In Druba, the Nebraska Supreme Court held that a trial court may make appropriate orders as to the manner in which future medical and dental expenses of the children, after the insurance payments, are to be shared. In Druba, the husband had never provided health insurance for the wife or the children, and his cavalier attitude was never explained. The Supreme Court observed that a parent who does not wish to provide such insurance must be "ready to pay for health care for the children." Id. at 284, 470 N.W.2d at 180.
We also note that the November 8, 1995, revisions to the child support guidelines, effective January 1, 1996, contain the following new provision:O. Health Care. Children's health care needs are to be met by requiring either parent to provide health insurance as required by state law, and the court may apportion all nonreimbursed children's health care costs between the parents according to the same formula used to determine each parent's share of support.
Although not in effect at the time of trial, this new guideline provides, at a minimum, conceptual direction to a court in circumstances such as presented by the instant case.
In the case before us, it is clear from the record that Timothy chose to change insurance carriers after he was dissatisfied with the coverage provided by their insurance carrier for Emily's surgery and long hospitalization. When Timothy changed insurance carriers, the new insurance carrier refused to cover Emily. There is evidence that Timothy was warned of this possibility prior to canceling the insurance policy which was then in force. Although we cannot determine from the record the amount of each parent's respective share of support for their children, the record shows that the disparity in income and earning capacity between Timothy and Julie is obvious and great.
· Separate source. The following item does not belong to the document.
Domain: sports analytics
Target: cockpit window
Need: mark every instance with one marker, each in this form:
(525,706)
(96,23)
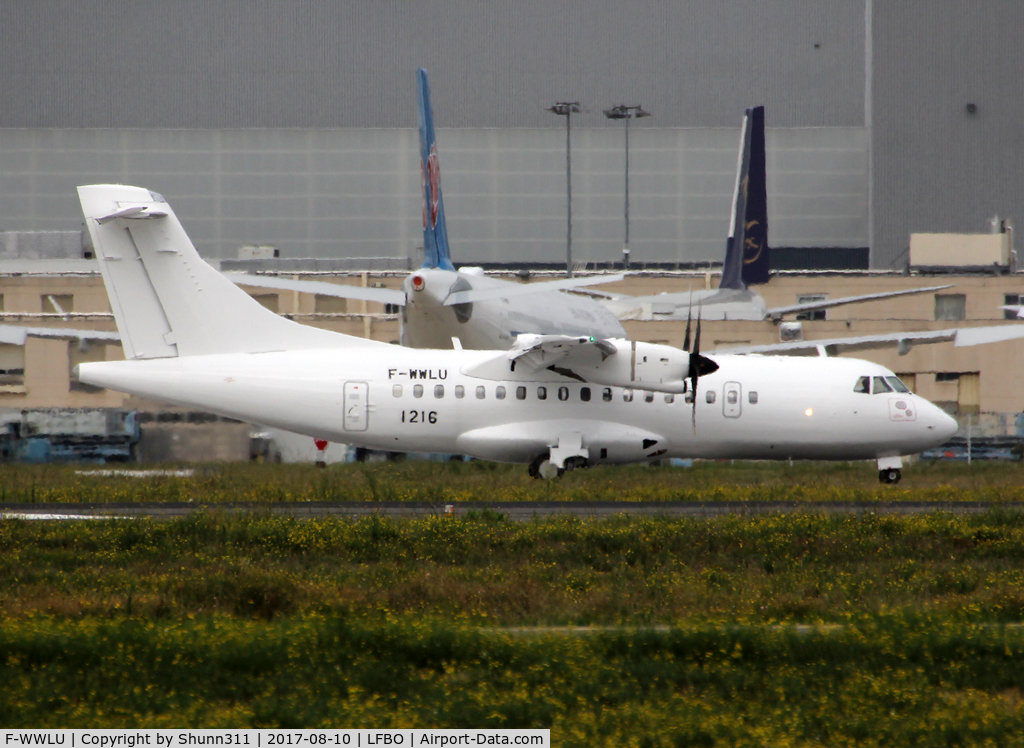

Timothy argues that Julie is "likely to make financially irresponsible decisions, possibl[y] to hurt Tim. It is unconscionable for the Court to put Julie i[n] a position where she is allowed to incur unlimited medical expenses which Tim is obligated to pay in full." Brief for appellant at 49. This argument is without merit because Timothy is only required under the court's order to pay "reasonable and necessary" medical expenses incurred for Emily.
For the reasons stated above, we conclude that the district court did not abuse its discretion in ordering Timothy to be solely responsible for all reasonable and necessary medical expenses incurred for Emily.CONCLUSION
The district court committed error in failing to receive without limitation exhibits relating to the valuation of marital assets which were prepared near the date of trial. However, Timothy was not prejudiced thereby. Timothy's remaining assigned errors regarding the division of property are without merit. Finally, we conclude that the district court did not abuse its discretion in ordering Timothy to pay all reasonable and necessary medical and dental costs incurred for Emily.